Demystifier said:
No, classical waves could never do that. You need quantum waves, which differ from quantum ones by having a probabilistic interpretation.
Gee. I'm confused now of what Ken was talking about. The following is the complete context of what he was describing. Do you know what he was talking about when he talked about "detection densities", "divergence-free field", etc. which he claimed was related to the experiment?
(the rest is Ken comment, what part is wrong?)
Ken G: "It doesn't mean that... Nothing in that experiment is the trajectory of an individual photon, instead, what they have seems to me is equivalent to what you'd get if you put the detecting screen at various different places and create a field of detection densities, attribute the detection densities to trajectory densities such as could be done with any divergence-free field, and draw the "field lines" and call them average trajectories. I'll wager doing that would generate precisely the same figure. Much ado about nothing.

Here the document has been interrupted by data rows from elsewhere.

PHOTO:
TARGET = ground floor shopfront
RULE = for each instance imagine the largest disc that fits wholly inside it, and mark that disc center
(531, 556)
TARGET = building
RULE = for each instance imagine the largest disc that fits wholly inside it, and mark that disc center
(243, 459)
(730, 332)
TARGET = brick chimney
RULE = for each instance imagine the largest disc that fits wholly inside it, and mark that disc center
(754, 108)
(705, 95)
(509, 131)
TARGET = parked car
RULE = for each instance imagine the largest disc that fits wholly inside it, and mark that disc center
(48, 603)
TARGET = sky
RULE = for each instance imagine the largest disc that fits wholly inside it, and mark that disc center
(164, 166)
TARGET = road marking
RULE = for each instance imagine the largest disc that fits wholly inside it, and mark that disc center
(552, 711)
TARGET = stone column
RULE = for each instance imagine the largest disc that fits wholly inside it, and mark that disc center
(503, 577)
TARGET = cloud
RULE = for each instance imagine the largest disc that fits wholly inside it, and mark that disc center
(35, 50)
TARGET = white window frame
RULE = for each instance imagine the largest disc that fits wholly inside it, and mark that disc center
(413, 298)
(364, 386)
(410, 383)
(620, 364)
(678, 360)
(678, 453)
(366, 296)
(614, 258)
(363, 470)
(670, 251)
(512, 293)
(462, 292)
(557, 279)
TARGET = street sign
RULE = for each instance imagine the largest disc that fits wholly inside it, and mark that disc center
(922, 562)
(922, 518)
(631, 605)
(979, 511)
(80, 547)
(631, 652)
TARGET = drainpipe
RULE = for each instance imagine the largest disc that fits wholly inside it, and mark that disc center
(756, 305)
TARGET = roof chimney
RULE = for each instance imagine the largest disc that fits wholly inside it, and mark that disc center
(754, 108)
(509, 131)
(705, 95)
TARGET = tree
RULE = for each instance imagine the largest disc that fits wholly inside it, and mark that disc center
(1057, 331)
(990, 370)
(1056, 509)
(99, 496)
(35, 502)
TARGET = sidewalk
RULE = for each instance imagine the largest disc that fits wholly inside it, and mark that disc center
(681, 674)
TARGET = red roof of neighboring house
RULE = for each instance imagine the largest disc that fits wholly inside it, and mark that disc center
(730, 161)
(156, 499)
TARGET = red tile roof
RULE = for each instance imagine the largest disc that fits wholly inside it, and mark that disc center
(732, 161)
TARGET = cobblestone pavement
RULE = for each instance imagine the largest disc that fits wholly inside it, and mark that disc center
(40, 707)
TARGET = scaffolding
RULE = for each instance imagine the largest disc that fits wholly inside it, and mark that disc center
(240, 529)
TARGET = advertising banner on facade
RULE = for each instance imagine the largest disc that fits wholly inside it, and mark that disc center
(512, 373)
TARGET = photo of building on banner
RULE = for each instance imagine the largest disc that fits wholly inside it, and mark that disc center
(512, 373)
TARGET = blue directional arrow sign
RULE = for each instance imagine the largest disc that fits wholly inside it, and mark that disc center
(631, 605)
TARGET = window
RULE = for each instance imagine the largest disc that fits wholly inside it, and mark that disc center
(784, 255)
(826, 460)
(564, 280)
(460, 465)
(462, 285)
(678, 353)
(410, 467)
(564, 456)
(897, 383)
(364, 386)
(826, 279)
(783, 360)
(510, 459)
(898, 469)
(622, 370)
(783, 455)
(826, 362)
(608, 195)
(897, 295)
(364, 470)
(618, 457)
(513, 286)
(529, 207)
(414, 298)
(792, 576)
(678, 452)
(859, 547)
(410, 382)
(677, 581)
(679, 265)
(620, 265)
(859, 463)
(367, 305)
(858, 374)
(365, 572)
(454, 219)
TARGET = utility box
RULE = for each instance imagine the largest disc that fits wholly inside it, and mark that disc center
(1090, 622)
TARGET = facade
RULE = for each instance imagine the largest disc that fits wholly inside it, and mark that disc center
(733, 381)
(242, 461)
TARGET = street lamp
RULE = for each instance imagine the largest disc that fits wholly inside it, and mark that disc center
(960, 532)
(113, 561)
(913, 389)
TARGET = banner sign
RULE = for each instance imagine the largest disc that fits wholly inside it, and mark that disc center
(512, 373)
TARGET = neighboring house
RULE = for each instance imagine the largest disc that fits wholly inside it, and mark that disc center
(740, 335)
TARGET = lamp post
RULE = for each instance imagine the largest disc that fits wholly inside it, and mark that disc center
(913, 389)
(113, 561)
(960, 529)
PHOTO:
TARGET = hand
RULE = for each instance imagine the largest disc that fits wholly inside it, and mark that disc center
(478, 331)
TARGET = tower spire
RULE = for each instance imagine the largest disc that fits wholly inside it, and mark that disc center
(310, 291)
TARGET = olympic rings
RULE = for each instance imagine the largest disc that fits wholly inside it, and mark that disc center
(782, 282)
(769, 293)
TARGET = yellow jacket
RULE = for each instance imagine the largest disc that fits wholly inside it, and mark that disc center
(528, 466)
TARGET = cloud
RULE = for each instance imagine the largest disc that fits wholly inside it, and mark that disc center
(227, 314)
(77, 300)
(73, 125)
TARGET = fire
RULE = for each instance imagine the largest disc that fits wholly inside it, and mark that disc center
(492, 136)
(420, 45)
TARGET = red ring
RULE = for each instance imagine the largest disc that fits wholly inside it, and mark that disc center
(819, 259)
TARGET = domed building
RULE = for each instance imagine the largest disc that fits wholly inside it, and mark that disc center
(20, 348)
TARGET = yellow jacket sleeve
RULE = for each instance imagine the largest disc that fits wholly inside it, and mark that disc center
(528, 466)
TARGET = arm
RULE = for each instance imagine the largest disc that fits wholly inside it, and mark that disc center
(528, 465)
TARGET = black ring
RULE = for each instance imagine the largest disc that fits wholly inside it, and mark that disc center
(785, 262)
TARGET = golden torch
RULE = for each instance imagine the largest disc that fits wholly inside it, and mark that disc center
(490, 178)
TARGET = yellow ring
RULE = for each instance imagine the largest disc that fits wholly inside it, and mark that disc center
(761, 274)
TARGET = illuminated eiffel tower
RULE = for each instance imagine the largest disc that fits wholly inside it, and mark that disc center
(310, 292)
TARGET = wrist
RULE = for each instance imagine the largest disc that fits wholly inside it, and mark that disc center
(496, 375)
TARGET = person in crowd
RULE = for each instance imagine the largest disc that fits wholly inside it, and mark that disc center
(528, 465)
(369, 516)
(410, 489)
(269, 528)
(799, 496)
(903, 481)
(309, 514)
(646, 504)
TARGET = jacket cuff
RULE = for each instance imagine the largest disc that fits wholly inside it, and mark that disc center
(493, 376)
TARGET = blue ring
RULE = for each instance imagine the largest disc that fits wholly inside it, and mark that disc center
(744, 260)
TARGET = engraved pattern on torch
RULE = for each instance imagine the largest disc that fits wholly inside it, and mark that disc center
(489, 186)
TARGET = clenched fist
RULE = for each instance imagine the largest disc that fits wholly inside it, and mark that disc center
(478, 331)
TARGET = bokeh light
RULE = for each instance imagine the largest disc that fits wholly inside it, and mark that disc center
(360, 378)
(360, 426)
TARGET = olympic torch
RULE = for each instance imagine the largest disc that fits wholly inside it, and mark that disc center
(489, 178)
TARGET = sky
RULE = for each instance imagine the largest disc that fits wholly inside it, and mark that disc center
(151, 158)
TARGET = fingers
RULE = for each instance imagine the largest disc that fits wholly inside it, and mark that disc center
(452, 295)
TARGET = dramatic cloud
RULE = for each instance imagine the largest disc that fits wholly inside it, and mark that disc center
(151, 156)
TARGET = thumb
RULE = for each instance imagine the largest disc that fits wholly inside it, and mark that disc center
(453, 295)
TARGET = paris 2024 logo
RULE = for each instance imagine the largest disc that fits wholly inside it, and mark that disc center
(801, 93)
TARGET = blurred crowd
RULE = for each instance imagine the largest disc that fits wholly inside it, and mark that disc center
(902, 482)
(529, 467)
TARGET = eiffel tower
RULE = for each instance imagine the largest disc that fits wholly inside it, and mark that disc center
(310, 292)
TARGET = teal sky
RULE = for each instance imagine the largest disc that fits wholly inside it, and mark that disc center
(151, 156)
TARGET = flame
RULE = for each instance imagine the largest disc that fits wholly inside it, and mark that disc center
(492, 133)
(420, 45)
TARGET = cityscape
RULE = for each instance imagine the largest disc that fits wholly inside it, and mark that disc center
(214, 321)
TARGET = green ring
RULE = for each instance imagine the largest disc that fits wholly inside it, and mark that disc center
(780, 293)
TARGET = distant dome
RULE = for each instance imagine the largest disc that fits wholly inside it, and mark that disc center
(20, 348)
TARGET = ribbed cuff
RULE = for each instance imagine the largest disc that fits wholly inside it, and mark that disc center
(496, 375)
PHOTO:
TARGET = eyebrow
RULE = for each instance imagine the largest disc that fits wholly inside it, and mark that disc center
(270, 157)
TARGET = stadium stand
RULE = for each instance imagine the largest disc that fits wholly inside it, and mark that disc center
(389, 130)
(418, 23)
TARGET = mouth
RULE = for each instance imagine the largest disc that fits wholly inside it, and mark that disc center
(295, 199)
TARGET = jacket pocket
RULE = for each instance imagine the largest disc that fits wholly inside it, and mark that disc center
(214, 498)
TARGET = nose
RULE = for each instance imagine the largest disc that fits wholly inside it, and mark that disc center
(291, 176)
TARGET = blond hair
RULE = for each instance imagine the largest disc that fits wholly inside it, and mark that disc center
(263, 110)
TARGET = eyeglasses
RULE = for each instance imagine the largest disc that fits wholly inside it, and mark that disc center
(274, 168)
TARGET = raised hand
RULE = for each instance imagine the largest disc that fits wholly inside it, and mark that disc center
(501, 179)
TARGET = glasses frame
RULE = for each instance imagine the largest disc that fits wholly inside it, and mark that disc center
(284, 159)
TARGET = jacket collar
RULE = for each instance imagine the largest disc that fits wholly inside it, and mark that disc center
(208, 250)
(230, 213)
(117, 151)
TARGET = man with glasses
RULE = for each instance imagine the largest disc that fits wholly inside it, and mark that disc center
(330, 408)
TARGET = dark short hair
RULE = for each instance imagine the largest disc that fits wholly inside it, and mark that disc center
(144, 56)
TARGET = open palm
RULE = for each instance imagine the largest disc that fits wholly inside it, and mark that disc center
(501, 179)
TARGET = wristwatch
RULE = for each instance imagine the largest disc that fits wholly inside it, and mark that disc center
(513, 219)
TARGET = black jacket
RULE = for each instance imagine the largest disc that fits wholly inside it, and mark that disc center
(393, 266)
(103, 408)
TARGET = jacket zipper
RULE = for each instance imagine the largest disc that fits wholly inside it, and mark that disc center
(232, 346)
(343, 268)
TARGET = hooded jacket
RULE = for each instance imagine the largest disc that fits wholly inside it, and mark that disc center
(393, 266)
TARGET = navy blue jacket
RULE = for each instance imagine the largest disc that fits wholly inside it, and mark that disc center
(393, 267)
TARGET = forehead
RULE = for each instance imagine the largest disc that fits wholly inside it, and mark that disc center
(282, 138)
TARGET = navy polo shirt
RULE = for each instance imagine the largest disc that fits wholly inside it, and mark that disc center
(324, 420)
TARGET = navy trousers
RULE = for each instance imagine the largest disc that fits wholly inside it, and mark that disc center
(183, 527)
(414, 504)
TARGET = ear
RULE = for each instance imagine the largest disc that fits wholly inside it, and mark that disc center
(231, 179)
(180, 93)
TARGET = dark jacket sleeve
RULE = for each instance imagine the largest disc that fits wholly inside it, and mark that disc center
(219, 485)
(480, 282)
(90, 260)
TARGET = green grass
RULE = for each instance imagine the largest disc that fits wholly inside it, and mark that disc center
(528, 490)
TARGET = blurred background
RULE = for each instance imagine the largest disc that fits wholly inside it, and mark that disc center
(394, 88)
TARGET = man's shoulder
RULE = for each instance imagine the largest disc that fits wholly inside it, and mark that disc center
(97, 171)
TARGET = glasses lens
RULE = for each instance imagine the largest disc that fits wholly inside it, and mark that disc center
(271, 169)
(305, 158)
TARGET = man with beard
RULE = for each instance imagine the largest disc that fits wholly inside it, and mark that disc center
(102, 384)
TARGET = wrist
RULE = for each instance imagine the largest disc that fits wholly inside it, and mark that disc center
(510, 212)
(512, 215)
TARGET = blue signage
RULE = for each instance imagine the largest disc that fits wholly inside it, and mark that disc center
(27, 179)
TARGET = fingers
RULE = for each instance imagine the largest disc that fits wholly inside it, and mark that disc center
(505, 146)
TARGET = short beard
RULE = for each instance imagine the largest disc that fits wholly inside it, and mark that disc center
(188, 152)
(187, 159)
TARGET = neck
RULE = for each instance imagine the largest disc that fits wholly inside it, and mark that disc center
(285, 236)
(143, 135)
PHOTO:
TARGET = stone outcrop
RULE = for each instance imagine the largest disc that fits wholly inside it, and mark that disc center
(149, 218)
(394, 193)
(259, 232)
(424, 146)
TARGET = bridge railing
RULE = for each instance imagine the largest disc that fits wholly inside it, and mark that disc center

What they seem to be missing is that the classical picture of waves going through two slits could generate the same figure. What makes the quantum realm so weird is the quantization-- not the averaged behavior. I really don't see what "weak measurement" is adding to the question, it still is not true that you can say which slit any of those electrons went through."
"What I'm saying is, I'm not convinced that "weak measurement" is any different from "compiling average trajectories from treating the wave energy flux like a divergenceless scalar field and drawing 2D lines of force for that field." I maintain you could get that exact same picture by measuring the energy flux of a classical wave passing between two slits, and drawing trajectories such that the line density is proportional to the energy flux density. This would be completely consistent with a macroscopic treatment of an energy flux as a photon number flux. Those trajectories don't really mean anything beyond a statistical treatment of where photons go in large aggregations, that they could get the same picture with "weak measurement" of "one photon at a time" doesn't strike me as being at all profound.
Let me put it another way. The key statement that we don't know the trajectory of an individual photon is that we cannot know which slit it went through, and still have that photon participate in an interference pattern. Does this experiment tell us which slit any of those photons went through? No. So what? There are still no trajectories in the physical reality of what happened to those photons, and it's not at all clear that an "average trajectory" is anything different from the usual macro aggregate measurement in the classical limit. To me, all this experiment is is a kind of consistency check that "weak measurement" can recover statistical aggregates, but I see no threat to the CI interpretation that the reality is still only what you measure and not what happens between the measurements. So they can create weak measurements that don't completely collapse the wave function, then recover the aggregate behavior in the same way that complete measurements that do collapse the wavefunction could easily do also. What does that tell us? That weak measurements don't mess up aggregate results? Why should we be surprised-- the weak measurements don't tell us the trajectories of any of those particles."